L’art. 5 D.lgs. 74/2000 punisce l’omessa dichiarazione, che si verifica quando al fine di evadere le imposte sui redditi o sul valore aggiunto l’evasore non presenta, essendovi obbligato, una delle dichiarazioni per le quali è obbligato. In questo caso la reclusione va da due a cinque anni. Ricorre tale fattispecie delittuosa quando l’imposta evasa è superiore, con riferimento a taluna delle singole imposte, ad euro cinquantamila. Inoltre, ricorre altresì la fattispecie delittuosa allorquando l’evasore non presenta, essendovi obbligato, la dichiarazione di sostituto d’imposta, quando l’ammontare delle ritenute non versate è superiore ad euro cinquantamila.
L’Art. 10 bis D.lgs. 74/2000 punisce l’omesso versamento di ritenute dovute o certificate, e precisamente chi non versa entro il termine previsto per la presentazione della dichiarazione annuale di sostituto di imposta ritenute dovute sulla base della stessa dichiarazione o risultanti dalla certificazione rilasciata ai sostituiti, per un ammontare superiore a centocinquantamila euro per ciascun periodo d’imposta. In questo caso la reclusione va da sei mesi a due anni.
L’Art. 10 ter D.lgs. 74/2000 punisce l’omesso versamento di Iva, ovverosia la condotta di colui che non versa, entro il termine per il versamento dell’acconto relativo al periodo d’imposta successivo, l’imposta sul valore aggiunto dovuta in base alla dichiarazione annuale, per un ammontare superiore a euro duecentocinquantamila per ciascun periodo d’imposta.

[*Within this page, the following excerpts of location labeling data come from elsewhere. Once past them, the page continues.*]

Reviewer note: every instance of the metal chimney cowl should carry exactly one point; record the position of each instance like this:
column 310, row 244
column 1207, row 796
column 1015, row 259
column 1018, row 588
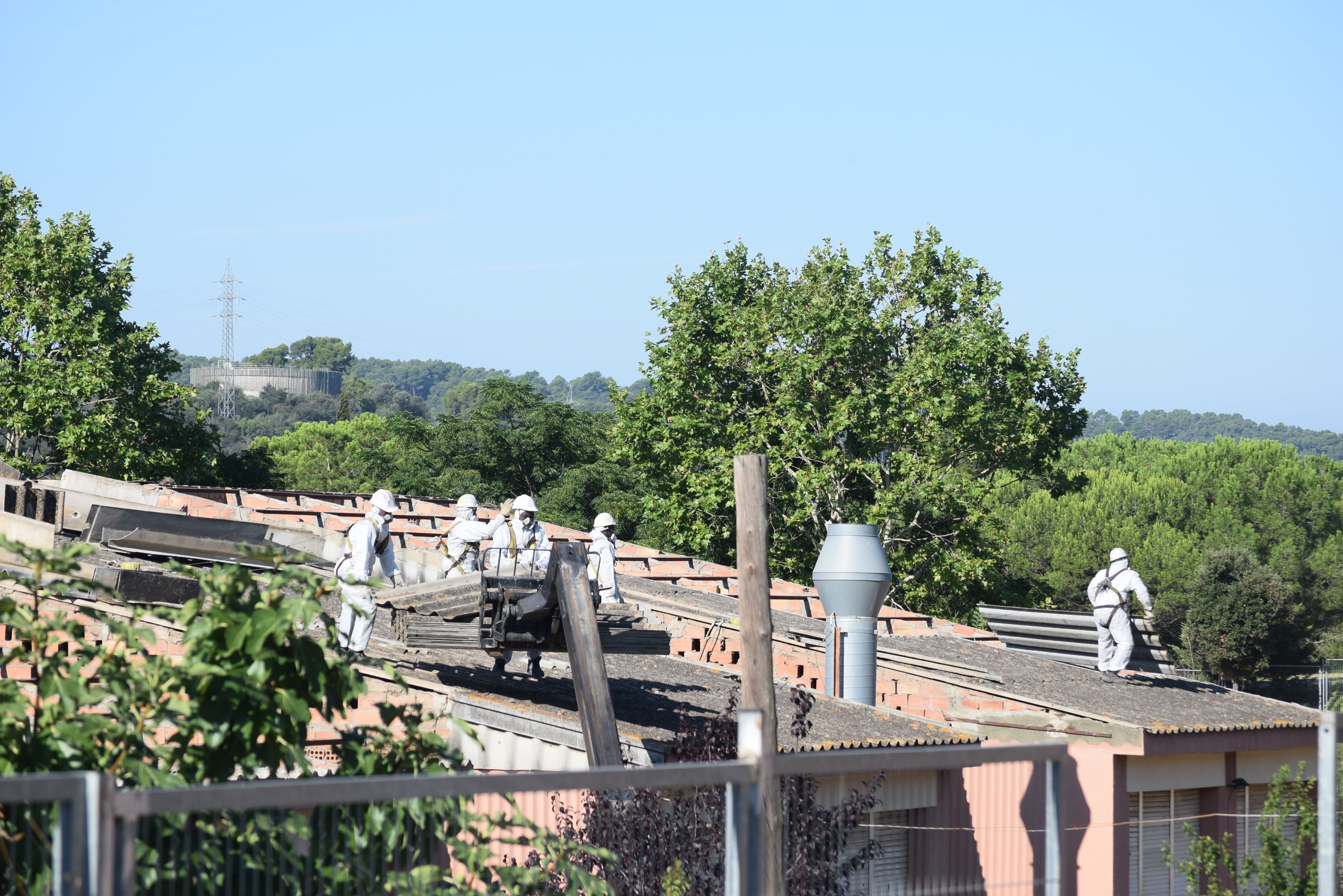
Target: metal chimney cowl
column 852, row 577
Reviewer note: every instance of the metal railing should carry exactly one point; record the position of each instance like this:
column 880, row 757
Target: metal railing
column 108, row 841
column 1327, row 812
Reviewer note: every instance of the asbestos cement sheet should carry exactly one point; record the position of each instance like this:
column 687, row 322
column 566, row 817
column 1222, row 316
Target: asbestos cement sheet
column 128, row 520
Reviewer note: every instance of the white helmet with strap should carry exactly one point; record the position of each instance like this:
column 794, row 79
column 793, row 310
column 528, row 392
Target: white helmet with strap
column 385, row 501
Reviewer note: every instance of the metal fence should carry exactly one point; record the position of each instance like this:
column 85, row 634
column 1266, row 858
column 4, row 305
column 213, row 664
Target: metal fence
column 697, row 823
column 1327, row 819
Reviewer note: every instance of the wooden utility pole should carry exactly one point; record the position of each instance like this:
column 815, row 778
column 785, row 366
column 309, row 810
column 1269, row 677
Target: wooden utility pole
column 750, row 477
column 588, row 664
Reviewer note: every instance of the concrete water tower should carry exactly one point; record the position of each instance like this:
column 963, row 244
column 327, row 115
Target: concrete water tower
column 852, row 577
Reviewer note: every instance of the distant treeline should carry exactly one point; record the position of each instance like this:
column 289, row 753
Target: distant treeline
column 1184, row 426
column 441, row 386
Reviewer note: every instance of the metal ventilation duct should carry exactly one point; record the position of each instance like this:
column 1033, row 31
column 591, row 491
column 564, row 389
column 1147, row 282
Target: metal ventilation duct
column 852, row 577
column 1071, row 637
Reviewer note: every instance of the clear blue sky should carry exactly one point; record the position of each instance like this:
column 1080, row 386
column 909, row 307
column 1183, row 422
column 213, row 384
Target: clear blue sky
column 1158, row 185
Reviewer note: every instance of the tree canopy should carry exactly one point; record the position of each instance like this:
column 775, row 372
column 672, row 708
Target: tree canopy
column 315, row 352
column 1169, row 504
column 1182, row 426
column 886, row 392
column 80, row 385
column 1240, row 619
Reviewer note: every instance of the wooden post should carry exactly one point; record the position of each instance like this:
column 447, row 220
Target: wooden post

In questo caso la pena prevista è la reclusione da sei mesi a due anni.
L’art. 8 D.lgs. 74/2000 disciplina l’emissione di fatture o altri documenti per operazioni inesistenti. Tale reato si concretizza ogni volta che vengono emesse fatture o ricevute per operazioni inesistenti, a prescindere dall’utilizzo di documenti falsi da parte di chi riceve l’importo. Per la sussistenza del reato de quo non è previsto il superamento di una soglia, in quanto il reato si configura indipendentemente dall’imposta evasa. La pena per il suddetto reato va da quattro a otto anni, da un anno e sei mesi a sei anni se l’importo non rispondente al vero indicato nelle fatture o nei documenti, per periodo d’imposta, è inferiore a euro centomila.
Infine l’art. 10 D.lgs. 74/2000 disciplina l’occultamento o distruzione di documenti contabili. Quest’ultima fattispecie si configura quando il contribuente occulta o distrugge documenti la cui tenuta è obbligatoria al fine di nascondere il reale volume d’affari o l’ammontare dei redditi. La pena prevista per il suddetto reato è la reclusione da tre a sette anni.